Both NeRFs and Splats are cutting-edge technologies that can be used within a neural rendering workflow. However, they take different approaches. Neural Radiance Fields (NeRF) typically use neural networks to analyze data and learn the underlying structure of a scene. This learned information is then used to generate new views. Maybe you’ve seen examples where you’re in a 3D view and can “see behind” objects that were not initially a part of what the camera captured. Gaussian Splatting, on the other hand does not rely on AI. It represents a scene using millions of 3D Gaussians. While it might be used in conjunction with neural networks for tasks like capturing initial data or refining the final output, Gaussian Splatting itself focuses on efficiently rendering the scene with these 3D Gaussians.

Gaussian Splatting is generally considered faster and more efficient than NeRFs, making it ideal for real-time applications e.g. VR. Gaussian Splatting can handle complex lighting effects more effectively. However, NeRF might generate higher level detail.


Can I Make Gaussian Splats Myself?

Yes! There are tools that allow techies as well as non-techies to experiment. Here are a couple of examples:

  • Luma AI: This platform allows you to capture 3D objects using your smartphone and convert them into splats.
  • Polycam: This app lets you capture gaussian splats using your phone.


Where can I Import splats?

You can play with importing your gaussian splats in software like Spline, Blender, Unity or Unreal.
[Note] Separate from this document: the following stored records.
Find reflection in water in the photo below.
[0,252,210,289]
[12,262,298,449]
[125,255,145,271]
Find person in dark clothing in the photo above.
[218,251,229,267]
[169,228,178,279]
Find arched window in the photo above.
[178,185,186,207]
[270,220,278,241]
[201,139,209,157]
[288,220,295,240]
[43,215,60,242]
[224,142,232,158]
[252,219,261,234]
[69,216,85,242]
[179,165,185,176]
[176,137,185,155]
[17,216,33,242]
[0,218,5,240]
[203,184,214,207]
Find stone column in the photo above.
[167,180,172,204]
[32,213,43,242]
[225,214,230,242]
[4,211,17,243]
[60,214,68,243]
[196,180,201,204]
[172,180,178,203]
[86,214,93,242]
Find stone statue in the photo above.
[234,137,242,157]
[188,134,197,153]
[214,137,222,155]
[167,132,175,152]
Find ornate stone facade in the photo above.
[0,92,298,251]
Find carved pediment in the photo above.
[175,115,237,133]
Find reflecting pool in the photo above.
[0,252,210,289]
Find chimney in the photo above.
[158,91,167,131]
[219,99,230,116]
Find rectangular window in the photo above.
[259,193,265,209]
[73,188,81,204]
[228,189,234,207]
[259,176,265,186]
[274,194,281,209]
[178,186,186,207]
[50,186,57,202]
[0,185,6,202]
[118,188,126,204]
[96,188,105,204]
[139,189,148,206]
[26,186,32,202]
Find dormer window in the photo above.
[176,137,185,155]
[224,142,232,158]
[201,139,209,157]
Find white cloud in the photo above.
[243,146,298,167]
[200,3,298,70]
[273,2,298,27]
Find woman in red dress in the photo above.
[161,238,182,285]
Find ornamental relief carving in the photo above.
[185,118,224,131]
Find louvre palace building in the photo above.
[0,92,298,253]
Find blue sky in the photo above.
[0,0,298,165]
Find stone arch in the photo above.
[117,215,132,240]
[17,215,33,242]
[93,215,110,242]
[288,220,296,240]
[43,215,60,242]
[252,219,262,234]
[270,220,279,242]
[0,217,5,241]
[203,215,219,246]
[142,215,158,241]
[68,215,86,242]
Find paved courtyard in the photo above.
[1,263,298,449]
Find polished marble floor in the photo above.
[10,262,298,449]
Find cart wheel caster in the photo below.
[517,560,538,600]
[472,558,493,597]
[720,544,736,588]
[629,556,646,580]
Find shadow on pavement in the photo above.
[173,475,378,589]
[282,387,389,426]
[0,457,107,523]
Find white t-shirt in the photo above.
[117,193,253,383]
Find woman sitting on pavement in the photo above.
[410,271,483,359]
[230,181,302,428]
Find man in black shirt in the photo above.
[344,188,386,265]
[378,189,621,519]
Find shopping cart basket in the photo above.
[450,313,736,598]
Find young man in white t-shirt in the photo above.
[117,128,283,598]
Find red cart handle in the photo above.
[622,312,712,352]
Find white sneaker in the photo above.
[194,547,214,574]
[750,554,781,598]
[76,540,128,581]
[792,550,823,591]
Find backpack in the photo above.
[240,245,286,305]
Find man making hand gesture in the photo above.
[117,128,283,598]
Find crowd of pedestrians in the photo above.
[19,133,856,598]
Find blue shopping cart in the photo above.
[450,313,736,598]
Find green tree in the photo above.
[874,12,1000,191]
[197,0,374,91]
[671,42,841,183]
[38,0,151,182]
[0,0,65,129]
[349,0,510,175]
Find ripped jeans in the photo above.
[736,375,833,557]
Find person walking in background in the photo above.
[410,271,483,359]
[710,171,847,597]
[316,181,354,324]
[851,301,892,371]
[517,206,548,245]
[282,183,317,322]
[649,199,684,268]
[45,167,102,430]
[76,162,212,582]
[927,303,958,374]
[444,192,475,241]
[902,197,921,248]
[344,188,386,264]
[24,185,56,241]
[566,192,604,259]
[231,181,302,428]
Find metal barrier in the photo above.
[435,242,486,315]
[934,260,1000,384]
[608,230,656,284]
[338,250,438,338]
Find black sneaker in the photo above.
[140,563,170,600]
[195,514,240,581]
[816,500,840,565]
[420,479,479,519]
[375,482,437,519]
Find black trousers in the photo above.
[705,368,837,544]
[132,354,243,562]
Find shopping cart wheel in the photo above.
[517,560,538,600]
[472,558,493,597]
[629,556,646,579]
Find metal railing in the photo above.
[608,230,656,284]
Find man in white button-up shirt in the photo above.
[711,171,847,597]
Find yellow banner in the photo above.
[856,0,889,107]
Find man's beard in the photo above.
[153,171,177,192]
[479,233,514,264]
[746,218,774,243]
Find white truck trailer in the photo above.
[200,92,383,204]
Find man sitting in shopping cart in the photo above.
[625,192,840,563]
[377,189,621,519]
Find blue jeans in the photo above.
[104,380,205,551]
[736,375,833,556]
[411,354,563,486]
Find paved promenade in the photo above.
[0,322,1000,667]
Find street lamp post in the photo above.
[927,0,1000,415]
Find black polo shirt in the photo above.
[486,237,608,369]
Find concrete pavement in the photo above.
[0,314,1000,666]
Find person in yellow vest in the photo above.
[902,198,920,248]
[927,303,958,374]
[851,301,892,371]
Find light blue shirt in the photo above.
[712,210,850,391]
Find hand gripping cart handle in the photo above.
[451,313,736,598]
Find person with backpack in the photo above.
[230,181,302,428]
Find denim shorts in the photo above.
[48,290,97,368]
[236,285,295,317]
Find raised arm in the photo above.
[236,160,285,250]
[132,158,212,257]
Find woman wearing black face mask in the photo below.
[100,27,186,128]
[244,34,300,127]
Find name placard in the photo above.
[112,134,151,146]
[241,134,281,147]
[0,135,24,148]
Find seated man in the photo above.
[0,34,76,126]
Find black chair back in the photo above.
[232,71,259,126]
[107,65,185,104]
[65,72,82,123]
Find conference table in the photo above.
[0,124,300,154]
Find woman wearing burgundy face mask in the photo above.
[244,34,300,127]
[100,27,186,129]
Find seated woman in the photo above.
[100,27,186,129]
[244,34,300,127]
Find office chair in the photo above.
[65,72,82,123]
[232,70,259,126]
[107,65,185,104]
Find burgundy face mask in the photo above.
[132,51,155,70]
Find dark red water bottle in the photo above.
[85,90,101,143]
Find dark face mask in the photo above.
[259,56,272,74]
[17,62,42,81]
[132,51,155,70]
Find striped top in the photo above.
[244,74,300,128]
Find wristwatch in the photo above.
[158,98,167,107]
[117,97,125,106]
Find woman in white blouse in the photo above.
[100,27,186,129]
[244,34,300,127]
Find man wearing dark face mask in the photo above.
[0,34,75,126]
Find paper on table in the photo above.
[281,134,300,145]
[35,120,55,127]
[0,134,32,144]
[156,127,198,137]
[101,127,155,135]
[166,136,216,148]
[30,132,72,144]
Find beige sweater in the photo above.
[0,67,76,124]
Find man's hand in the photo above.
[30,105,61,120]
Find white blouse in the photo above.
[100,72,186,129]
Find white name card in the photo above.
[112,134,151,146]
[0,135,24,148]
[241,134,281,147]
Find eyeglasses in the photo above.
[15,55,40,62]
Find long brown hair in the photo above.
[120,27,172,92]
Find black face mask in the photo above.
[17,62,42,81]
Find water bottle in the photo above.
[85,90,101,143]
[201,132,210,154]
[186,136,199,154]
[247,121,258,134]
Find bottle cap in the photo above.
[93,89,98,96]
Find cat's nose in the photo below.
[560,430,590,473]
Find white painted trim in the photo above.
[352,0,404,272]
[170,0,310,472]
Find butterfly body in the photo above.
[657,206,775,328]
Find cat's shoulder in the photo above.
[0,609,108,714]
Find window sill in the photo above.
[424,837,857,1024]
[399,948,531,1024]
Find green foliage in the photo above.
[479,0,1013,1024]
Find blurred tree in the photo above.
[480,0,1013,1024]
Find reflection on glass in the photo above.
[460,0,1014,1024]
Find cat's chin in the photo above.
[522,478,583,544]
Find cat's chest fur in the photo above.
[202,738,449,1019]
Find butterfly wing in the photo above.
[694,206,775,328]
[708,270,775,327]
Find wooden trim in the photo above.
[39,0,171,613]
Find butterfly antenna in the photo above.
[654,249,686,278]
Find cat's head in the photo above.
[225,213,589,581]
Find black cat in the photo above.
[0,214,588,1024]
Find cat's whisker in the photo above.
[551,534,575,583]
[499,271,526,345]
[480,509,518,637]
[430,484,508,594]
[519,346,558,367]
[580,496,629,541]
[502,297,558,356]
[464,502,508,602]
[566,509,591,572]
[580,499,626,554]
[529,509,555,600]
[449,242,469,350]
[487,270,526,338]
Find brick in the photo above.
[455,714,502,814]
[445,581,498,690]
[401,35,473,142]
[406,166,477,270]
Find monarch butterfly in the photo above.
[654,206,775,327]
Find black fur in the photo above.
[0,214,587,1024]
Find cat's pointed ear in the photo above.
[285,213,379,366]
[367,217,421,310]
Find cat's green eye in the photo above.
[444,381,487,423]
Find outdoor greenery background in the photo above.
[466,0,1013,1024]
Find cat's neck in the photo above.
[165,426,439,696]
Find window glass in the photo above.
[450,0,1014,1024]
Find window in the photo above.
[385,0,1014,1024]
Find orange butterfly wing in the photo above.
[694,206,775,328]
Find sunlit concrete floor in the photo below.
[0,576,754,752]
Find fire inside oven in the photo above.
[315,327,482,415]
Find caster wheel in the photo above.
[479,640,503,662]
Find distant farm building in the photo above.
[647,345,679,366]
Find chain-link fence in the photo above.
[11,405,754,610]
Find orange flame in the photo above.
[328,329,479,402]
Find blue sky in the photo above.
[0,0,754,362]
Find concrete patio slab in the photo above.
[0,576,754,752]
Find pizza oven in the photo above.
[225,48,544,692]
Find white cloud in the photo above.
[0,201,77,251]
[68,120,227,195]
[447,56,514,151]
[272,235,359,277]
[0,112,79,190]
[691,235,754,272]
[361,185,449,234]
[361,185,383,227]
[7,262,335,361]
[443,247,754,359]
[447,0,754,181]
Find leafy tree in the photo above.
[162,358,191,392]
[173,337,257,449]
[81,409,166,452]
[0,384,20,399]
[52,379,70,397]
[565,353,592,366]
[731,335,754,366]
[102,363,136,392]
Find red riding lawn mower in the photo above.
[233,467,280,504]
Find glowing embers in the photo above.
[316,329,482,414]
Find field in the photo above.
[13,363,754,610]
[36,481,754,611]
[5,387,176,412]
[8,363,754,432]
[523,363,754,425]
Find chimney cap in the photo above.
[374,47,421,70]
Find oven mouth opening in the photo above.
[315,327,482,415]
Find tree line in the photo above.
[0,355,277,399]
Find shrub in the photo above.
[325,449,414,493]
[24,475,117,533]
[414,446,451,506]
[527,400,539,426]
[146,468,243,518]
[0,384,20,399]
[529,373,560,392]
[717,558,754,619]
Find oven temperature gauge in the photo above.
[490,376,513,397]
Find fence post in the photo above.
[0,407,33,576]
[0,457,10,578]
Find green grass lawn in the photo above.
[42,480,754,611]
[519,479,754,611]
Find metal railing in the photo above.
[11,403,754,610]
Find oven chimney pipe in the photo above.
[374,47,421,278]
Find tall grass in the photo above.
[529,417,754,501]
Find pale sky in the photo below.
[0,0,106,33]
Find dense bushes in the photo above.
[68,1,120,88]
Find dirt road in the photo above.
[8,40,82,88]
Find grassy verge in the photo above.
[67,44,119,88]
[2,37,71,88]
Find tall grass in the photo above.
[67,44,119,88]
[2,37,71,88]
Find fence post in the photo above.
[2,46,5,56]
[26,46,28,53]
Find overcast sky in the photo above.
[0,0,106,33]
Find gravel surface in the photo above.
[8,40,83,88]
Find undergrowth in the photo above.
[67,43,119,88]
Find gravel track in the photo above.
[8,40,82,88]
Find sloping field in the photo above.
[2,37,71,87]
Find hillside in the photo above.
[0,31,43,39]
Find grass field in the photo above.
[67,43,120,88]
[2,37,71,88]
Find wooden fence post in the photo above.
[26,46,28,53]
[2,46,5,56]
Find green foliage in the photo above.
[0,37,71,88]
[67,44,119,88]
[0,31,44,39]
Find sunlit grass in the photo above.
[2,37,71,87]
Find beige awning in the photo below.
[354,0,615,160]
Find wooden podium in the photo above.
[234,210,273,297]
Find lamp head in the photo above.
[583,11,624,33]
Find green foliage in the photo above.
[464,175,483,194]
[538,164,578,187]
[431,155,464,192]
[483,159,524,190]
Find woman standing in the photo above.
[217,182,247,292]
How Gaussian Splatting and Similar Tech Can Change Retail 

In a post pandemic paradigm we have seen the importance of reaching people everywhere, even in their homes. And brick-and-mortar is definitely transforming – some claim that stores in the future will likely work as showrooms rather than a place where you go and try something on. Brands and retailers all over the world are looking for ways to engage their customers by building out virtual branded experiences e.g virtual try-ons and virtual showrooms with high level of realism.

Each implementation involving 3D and interactivity have different tech requirements. In real time applications where traditional modelling becomes time consuming but level of realism is high, gaussian splatting is a promising technique providing photorealistic intricate details and textures.